The RF classification analysis identified the five candidate variables with the greatest impact on the accuracy of the model. The OOB estimation of error rate for this model was high (27.4%) when compared to the error rate of the model allocating every subject to the non-fallers group (13/62 = 21%). This indicates that this analysis was unable to find a useful predictive tool on this limited dataset. Nevertheless, it allowed for a more valid and robust analysis method.

The ORs produced by the multivariate logistic regression varied from 0.61 to 1.29 and were statistically significant (see Table 3). When comparing the ORs from the five variables with those of other falls predictors, it seems that they are slightly smaller but still within the range of what has been previously found. In a review by Rubenstein et al.32 visual deficits had an OR ranging from 1.1 to 7.4 and postural hypotension and OR ranging from 1.0 to 3.4. In terms of other DT studies, the ORs from the current study seem to be in line with the results of Faulkner et al.33 who reported and OR of 1.34 (95% CI 1.04-1.74) for walking time in a DT condition.

It is perhaps not surprising that the time required to complete the TT test had the greatest impact of on the accuracy of the RF model. Older adults perceived the performance of more than two tasks simultaneously as more difficult and risky than dual tasking34. The results for the TT test contradict the results by Makizako et al.8, who showed that a TT did not predict future falls. Makizako et al.8 used a probe reaction time task, stepping in place and counting backwards in 1’s. This test might have had a greater cognitive than motor load as two of the tasks were cognitive. The current TT test had a higher motor load as it combined gait, upper limb motor and visuospatial tasks.

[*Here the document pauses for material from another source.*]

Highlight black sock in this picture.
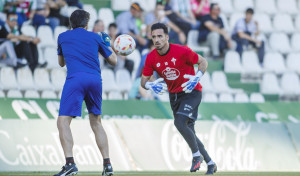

The time required to avoid a moving obstacle in ST and DT were amongst the top variables in both the regression and RF analysis. Older adults identified avoiding moving obstacles while walking as difficult and fall inducing34. This task involved an unexpected interruption to walking, simulating everyday life situations35. It might be that avoiding a moving obstacle is equally valuable in both ST and DT conditions as the ST version includes elements of dual tasking, as it required the avoidance of a ball that crossed the walking pathway.

The TUG combined with a motor cup task was the only DT that has been previously used to predict falls. Lundin-Olsson et al.36 found that an absolute difference in TUG time between TUG and cup and ST TUG of ≥ 4.5 seconds had an OR 0.21 (=1/4.7) 95%CI = 0.07-0.66 for predicting falls in older adults living in sheltered accommodation. A sample size of forty-two subjects was tested by Lundin-Olsson et al.36 and thirteen subjects (31%) had one or more falls in the six month follow-up period. Although a similar follow-up period was applied in the current study, the observed falls rate was lower (21%). However, the greater falls rate in the study by Lundin-Olsson et al.36 might have been due to the subjects being more frail than those who took part in the current study. The participants, in the current study, with a previous history of falls were taking part in falls exercise classes and although the classes did not involve specific DT elements, the nature of the group exercises might have improved DT performance. The OR for prediction of falls using the TUG combined with a motor task in this study (0.61) compared to that previously reported (OR 0.2136) seem to corroborate the differences in functional ability in the two groups of participants.